If you've got a Spotify account, you can look at and add to the collaborative playlist I've set up.  If not, drop me a note in the comments.

So I suppose the specifications are:
  • Sunny, happy music you'd listen to on a bright, sunny Summer day.
  • Compressed sound that'll sound good on a $5 transistor radio over FM.
  • No reliance on heavy bass or mids.

Music currently in the playlist:
  • Belle & Sebastian - The Boy With the Arab Strap
  • Belle & Sebastian - I'm a Cuckoo
  • The Fratellis - Chelsea Dagger
  • OutKast - Hey Ya!
  • The B-52s - Rock Lobster
  • Miss Li - Bourgeois Shangri-La
  • Washed Out - New Theory
  • The Virgins - She's Expensive
  • MGMT - Time To Pretend
  • Cut Copy - Lights & Music
  • Franz Ferdinand - Take Me Out

Rolling news is a scourge

Rolling news has always pissed me off.  When nothing big is happening and you just want a summary of the day's stories, they're running some long-form programming that's not news.  When something big is happening, they fill the dead air with minutiae and uninformed speculation, never giving the quick and succinct summary you want.

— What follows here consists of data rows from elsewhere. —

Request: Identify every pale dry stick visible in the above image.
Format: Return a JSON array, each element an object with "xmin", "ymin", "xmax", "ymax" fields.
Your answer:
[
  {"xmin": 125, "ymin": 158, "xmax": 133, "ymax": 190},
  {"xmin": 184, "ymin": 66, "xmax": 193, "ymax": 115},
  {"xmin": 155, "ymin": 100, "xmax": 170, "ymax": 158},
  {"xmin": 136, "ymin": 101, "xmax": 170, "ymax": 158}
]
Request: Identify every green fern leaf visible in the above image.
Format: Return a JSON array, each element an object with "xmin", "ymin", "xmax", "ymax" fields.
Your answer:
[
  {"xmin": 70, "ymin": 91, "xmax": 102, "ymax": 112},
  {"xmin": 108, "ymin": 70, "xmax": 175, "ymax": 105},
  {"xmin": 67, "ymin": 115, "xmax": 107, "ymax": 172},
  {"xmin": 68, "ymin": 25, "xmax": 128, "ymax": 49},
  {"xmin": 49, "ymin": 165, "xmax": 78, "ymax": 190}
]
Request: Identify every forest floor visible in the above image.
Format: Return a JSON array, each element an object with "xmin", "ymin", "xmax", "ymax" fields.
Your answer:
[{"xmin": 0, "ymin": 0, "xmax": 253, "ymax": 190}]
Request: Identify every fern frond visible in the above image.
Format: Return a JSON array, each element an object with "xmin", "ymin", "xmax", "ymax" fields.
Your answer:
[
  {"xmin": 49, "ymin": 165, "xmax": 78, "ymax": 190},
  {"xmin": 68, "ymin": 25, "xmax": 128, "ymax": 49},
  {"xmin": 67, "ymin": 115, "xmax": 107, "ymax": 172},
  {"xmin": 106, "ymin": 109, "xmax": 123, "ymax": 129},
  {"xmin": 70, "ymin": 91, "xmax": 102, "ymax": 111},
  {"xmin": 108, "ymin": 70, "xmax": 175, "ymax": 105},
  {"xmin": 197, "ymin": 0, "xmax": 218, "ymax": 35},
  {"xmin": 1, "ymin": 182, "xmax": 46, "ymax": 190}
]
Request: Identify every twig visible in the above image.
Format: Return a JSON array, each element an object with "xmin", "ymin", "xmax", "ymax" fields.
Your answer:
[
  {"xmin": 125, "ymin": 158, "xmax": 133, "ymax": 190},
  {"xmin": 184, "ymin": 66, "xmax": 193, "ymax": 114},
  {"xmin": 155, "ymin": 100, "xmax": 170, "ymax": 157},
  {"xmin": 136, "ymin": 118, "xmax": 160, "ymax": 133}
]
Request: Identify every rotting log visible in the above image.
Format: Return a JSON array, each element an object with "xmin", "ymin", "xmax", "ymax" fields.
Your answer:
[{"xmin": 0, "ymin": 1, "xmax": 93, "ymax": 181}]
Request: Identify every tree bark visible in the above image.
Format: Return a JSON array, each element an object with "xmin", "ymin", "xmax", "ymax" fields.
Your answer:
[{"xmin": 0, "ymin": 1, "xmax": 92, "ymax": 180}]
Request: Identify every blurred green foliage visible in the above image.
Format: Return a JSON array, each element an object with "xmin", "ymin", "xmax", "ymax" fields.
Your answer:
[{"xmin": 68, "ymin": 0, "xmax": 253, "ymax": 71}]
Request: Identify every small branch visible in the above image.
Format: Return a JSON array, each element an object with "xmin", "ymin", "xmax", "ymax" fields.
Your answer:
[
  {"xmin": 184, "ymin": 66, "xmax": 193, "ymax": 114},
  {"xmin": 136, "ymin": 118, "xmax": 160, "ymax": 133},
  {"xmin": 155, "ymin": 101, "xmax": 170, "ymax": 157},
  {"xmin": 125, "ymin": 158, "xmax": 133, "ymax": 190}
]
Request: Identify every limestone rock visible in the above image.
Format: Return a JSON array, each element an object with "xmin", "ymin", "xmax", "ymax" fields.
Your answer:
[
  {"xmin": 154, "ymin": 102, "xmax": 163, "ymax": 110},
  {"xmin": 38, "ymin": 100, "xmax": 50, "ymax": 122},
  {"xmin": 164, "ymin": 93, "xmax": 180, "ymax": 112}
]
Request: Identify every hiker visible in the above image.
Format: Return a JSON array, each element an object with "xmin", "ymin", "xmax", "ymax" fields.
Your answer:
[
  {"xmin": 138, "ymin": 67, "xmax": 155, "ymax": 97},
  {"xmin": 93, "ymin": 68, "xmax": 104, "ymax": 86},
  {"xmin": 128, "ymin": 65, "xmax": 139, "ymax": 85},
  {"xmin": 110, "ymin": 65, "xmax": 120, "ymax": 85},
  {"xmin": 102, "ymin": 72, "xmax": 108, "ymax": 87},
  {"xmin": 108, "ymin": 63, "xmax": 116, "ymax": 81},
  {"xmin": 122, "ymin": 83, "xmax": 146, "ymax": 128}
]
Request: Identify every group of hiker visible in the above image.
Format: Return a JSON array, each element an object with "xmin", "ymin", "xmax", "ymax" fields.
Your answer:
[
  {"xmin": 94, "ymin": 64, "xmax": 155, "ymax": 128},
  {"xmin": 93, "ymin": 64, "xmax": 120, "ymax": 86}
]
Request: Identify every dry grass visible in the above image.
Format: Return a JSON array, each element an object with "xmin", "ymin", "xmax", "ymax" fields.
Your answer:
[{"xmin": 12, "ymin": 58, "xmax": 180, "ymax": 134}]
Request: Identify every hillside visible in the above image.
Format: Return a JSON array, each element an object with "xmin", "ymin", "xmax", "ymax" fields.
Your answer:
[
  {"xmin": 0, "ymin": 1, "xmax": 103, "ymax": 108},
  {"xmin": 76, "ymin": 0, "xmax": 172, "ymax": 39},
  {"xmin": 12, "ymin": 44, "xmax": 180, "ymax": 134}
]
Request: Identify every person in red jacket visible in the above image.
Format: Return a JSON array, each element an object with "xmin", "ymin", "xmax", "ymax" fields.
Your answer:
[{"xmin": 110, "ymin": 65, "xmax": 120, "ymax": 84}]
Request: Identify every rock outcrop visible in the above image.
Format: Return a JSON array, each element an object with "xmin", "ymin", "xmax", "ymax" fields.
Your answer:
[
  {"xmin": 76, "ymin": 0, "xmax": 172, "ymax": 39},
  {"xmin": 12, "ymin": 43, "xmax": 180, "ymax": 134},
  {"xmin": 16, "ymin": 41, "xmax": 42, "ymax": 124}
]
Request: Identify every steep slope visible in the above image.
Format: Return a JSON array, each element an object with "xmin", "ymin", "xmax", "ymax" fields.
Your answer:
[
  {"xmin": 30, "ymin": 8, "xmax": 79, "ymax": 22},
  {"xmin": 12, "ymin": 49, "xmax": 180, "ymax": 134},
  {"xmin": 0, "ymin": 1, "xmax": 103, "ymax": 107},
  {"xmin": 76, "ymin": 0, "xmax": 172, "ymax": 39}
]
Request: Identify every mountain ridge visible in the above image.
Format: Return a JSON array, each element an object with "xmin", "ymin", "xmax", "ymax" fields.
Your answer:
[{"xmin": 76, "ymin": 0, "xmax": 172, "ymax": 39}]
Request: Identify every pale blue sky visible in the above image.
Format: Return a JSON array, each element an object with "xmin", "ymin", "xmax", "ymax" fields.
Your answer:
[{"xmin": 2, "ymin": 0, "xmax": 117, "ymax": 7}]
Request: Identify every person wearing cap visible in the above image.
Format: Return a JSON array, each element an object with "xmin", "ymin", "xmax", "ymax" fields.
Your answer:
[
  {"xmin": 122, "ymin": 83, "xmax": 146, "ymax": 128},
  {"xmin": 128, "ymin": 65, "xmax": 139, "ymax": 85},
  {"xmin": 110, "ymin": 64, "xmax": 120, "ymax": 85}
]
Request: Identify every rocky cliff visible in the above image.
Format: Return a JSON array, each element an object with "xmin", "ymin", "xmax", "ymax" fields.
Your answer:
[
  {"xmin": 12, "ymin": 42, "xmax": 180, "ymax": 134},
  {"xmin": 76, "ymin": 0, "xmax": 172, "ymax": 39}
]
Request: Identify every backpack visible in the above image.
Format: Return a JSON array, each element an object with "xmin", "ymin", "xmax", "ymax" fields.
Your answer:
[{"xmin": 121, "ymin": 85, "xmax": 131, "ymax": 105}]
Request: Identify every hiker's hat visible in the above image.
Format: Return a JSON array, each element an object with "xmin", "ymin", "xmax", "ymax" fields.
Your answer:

Working in London during the July bombings, the BBC switched to the rolling news format and was filled with pundits beginning their spiels with phrases like "we don't know all the facts, but if what we're seeing is a terrorist attack..." which was, of course, incredibly frustrating.  It wasn't helped by the fact the British media continued to claim there were "power surges" on the tube, not bombs, long after it'd been confirmed as bombs everywhere else in the world, including whatever my Mum was watching back in Sydney. (I rode my bike to work that day, so didn't notice anything unusual at all until I got to work and found a text message from my Mum asking if I was all right.)

The last few days, with terrible floods in Queensland, we've had Sky News on at the office. What a waste of space!  They fill the air with endless raw footage from a helicopter and random speculation about what could or might happen.  It makes what should be a shocking vista seem mundane with its endless repetition.  At one point we were treated to half an hour spent looping two minutes' footage of people making themselves cups of tea at the Ipswich dogs club evacuation centre.  Gripping stuff!

When I get home I find the ABC has been infected by this idiocy too.  There's a whole channel set aside for this inane crap, but when there's something big happening they switch ABC1 to the same pointless format.  At 19:00 when I expect my normal news summary, instead we get rolling news inanity.  File footage with the talking head speaking to the owner of a roadhouse in Goondiwindi.  THIS SHIT IS NOT NEWS PEOPLE!

Get a grip people.  We want news bulletins that summarise the big stories of the day.  Keep the rolling news crap where it belongs, on the rolling news channel!

A better format for news?

Here's the rolling news service I'd like to see.  It should be doable with IPTV these days too.  Have your talking head spend all the time putting together  and updating news segments in the style of a news bulletin.  These are then chopped into individual clips and stuck into a playlist in order of story importance.  Then whenever someone says they want the latest updated news, they get the current playlist streamed to them.

Of course being a one-to-one transmission, there's no reason you couldn't customise the story categories in your news stream.  Don't care about sport?  Register your preference and never see a sport story.  Particularly interested in stories involving France?  Register for that tag and more importance will be given to stories about France.

The clever way to do this would be to take your existing rolling news service and have a producer editing up the pieces as you go and sticking them in the playlist.  That way you could do it with minimal additional resources.